The Chinese New Year is less than a week away and crowds are thick and urgent. Shop keepers, mostly from out of Shanghai, are keen to clear stock so they can head back to their hometowns in time for reunion dinner on the 29 January. What happens to all the New Year paraphernalia when the season is over? “Back to weddings.” A shopkeeper replied me hurriedly, perrying questions while bargaining with his audience all at the same time. Ah, the perennial moneymaker of festivities.
Meanwhile, harried customers, both new and old residents of Shanghai, are contemplating the best way to dress up their homes to usher in friends, family, wealth and health … and wealth. That is, if they are stayiing in town for the week long holiday. “Absolutely not,” a Shanghai colleague said to me. With the hordes of crowds in and out of the country, she often felt trapped and bored at home. Others are excited about their upcoming vacation to Paris, California, Korea or Japan. “There’s little point in staying in Shanghai nowadays, we’ve only so many relatives to visit,” another Chinese friend told me.

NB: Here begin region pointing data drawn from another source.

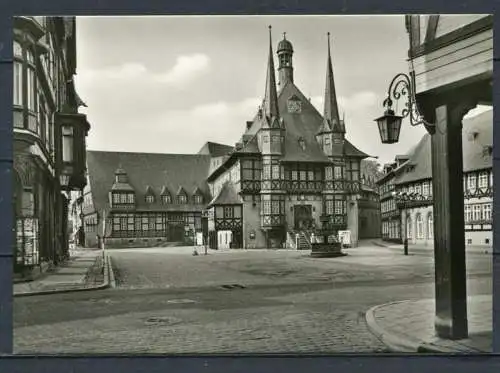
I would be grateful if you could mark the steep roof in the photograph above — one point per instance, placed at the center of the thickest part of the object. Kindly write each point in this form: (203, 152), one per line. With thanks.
(226, 196)
(158, 171)
(214, 149)
(477, 134)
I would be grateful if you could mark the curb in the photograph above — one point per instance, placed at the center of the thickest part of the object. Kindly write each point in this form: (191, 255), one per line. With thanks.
(111, 274)
(394, 342)
(401, 344)
(104, 285)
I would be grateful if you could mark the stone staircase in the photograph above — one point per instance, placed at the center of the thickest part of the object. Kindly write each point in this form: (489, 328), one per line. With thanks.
(303, 241)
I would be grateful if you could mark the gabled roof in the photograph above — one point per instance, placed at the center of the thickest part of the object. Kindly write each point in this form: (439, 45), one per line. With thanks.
(226, 196)
(215, 149)
(159, 171)
(474, 157)
(181, 190)
(164, 191)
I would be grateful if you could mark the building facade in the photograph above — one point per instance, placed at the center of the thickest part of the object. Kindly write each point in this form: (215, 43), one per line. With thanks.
(292, 173)
(406, 189)
(49, 139)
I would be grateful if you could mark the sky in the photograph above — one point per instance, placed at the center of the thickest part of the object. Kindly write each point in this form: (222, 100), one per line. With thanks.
(165, 84)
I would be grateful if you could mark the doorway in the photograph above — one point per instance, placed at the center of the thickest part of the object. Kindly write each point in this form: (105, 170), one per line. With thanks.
(302, 216)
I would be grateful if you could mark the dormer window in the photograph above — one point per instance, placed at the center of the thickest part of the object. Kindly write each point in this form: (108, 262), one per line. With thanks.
(302, 143)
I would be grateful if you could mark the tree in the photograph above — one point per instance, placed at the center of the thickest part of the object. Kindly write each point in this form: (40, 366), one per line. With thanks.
(371, 170)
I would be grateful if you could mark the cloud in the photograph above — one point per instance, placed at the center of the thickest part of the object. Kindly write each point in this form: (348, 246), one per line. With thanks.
(358, 101)
(186, 68)
(176, 131)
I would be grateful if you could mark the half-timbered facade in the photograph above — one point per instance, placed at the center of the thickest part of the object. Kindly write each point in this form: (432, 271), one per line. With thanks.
(49, 139)
(451, 61)
(291, 166)
(412, 204)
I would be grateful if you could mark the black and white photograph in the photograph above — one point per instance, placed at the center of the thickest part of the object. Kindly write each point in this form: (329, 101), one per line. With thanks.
(252, 184)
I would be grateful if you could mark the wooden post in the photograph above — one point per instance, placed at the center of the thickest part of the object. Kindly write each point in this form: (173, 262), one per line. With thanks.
(449, 240)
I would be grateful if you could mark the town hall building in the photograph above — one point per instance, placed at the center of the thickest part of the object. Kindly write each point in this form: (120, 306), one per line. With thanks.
(292, 173)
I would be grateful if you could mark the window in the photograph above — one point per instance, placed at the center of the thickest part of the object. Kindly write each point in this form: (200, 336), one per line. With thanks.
(123, 223)
(266, 207)
(471, 181)
(275, 207)
(409, 232)
(339, 210)
(337, 172)
(425, 189)
(266, 172)
(31, 89)
(420, 227)
(18, 83)
(487, 211)
(276, 171)
(329, 173)
(228, 212)
(477, 212)
(467, 213)
(67, 134)
(483, 180)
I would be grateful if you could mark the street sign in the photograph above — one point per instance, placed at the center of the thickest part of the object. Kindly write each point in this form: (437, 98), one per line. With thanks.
(345, 237)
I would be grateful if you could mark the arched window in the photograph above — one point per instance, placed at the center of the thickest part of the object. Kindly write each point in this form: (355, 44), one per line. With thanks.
(419, 226)
(430, 226)
(409, 231)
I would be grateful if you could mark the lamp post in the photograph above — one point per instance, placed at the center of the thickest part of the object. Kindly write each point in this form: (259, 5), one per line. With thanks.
(389, 124)
(402, 202)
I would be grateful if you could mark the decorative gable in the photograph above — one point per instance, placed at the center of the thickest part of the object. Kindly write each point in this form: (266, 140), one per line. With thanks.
(181, 195)
(197, 196)
(149, 195)
(165, 195)
(294, 105)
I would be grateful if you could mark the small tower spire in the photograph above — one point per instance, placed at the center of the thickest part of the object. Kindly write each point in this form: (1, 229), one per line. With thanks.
(331, 111)
(271, 95)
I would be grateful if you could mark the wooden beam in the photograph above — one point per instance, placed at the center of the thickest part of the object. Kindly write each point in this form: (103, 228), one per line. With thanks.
(449, 241)
(431, 28)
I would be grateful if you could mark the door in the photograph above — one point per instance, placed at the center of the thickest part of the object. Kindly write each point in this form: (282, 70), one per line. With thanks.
(175, 233)
(302, 216)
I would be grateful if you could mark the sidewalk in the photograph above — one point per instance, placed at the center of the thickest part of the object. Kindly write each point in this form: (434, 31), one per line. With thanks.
(425, 248)
(87, 269)
(408, 326)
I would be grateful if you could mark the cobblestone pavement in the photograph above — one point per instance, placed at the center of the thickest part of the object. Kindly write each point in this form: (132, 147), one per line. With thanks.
(291, 303)
(153, 268)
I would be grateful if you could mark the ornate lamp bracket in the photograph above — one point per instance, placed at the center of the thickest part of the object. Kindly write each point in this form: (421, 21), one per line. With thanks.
(402, 88)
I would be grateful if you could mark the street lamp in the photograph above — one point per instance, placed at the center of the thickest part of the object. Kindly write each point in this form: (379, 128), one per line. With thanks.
(402, 198)
(389, 125)
(64, 180)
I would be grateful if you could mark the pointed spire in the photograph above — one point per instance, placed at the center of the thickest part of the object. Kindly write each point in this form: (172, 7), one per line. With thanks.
(271, 96)
(331, 111)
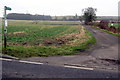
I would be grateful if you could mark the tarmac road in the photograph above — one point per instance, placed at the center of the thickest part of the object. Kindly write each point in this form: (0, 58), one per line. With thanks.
(15, 69)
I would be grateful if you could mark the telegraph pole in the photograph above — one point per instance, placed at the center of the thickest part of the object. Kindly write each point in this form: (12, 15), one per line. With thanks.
(5, 25)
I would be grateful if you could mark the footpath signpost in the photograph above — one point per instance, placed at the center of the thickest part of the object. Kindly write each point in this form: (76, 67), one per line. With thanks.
(5, 25)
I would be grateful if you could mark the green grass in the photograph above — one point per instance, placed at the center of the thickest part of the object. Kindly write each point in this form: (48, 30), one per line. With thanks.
(116, 25)
(26, 39)
(109, 32)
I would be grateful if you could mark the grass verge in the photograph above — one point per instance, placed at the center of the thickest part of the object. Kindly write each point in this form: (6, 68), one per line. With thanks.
(109, 32)
(45, 51)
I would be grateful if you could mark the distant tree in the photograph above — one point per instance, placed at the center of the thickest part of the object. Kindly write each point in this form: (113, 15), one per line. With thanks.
(89, 14)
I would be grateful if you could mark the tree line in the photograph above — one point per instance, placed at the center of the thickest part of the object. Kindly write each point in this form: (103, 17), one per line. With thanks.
(20, 16)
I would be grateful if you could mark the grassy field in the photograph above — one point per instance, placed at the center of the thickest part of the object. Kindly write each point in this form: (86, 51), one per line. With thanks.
(46, 38)
(116, 25)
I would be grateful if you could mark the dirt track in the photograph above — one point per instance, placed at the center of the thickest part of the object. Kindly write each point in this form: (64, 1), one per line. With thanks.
(107, 45)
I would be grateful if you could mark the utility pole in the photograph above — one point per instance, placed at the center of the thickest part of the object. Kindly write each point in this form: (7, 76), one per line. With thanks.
(5, 25)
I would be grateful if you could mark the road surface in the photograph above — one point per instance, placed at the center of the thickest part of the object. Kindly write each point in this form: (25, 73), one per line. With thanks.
(15, 69)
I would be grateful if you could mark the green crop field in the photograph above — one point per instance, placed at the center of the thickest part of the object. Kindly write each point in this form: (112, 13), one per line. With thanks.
(116, 25)
(46, 38)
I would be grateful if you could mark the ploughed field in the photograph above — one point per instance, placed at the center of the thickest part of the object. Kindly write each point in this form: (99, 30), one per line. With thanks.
(46, 38)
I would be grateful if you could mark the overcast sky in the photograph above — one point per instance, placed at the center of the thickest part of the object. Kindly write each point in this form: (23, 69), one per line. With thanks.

This year in the shops, the kaleidoscopic explosion of colors present themselves in every style a horse can be portrayed. A paper cutting of a regal mare with flying mane in mid-gallop, plastic shiny hues of an overly cute My Little Pony poster, a poised Roman-styled stallion in the centre of a rotating paper medallion or a roundish caricature that looked more bear than horse. Stuffed toys were piled high in bins and hung low overhead like sausages. They came in different patterns, texture and patchworks but almost all had that frozen smile that could secretly come alive at midnight. After the dragon, the horse is the only animal among the 12 Chinese zodiac animals that can capture the accumulated aura of nobility, elegance and power. Hence its wide appeal with businessmen and children alike.
Each year, encourage readers to pop over to the festive mosh-pit. So go on, partake in the equine tackiness and splendor by Yuyuan. The horse won’t be back for another 12 more years!